# Where to buy Red chainring?



## mmorast (Oct 22, 2007)

Was looking to buy just the chainring, and could not find a place. Is this possible? 

Monte


----------



## cydswipe (Mar 7, 2002)

You'll have to ask your local SRAM dealer to order a replacement. Even then, it may not be possible yet.


----------



## mmorast (Oct 22, 2007)

Had not asked them yet. Did my initial web search to get general prices for comparison. I will have to ask the tomorrow when I stop in for my daily job.


----------



## edorwart (Aug 9, 2007)

Did you find the Chain Rings you were looking for?

I would be wiling to sell you a slightly used set of Red 53 / 39's that were used for 150 miles.

You can email me directly if you wish.

[email protected]


----------



## MarvinK (Feb 12, 2002)

The pros aren't even using Red rings... why not just replace with Force rings--which are cheaper and more readily available?


----------



## nrspeed (Jan 28, 2005)

Why would you want RED rings? There are better aftermarket ones. Try TA rings. I changed my RED outer compact ring out.


----------



## prschatt (Aug 19, 2007)

What's the problem with RED rings?. I had force and now red. haven't noticed a difference. Did have a problem with the RD, and chronic de-tuning issues, SRAM replaced and has been great or I guess shifts smoothly as the Force group did (never did get an explanation of the issue). I did get my group at the time Astana had a 600 group order being filled and there was a shortage, so maybe QC wasn't what it should have been. 
Just curious


----------



## MarvinK (Feb 12, 2002)

nrspeed: so, you got your old ones still... and willing to sell?


----------



## edorwart (Aug 9, 2007)

MarvinK said:


> nrspeed: so, you got your old ones still... and willing to sell?


As I stated in my earlier post, I have a set to sell. 53 / 39 used for 150 miles. Yours for $105.00 which includes USPS Priority Mail shipping in the lower 48.

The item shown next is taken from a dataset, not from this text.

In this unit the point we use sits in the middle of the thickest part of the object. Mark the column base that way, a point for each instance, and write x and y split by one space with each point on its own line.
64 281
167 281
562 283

Anyone that is interested can email me a [email protected]


----------



## orlin03 (Dec 11, 2007)

MarvinK said:


> The pros aren't even using Red rings... why not just replace with Force rings--which are cheaper and more readily available?


Aren't the Red rings supposed to be stiffer?


----------



## MarvinK (Feb 12, 2002)

What I've read is they are prone to bending--luckily, mine work great. In any case, I wouldn't feel too bad about using non-Red rings... too bad the Red rings look so cool compared to old SRAM rings.


----------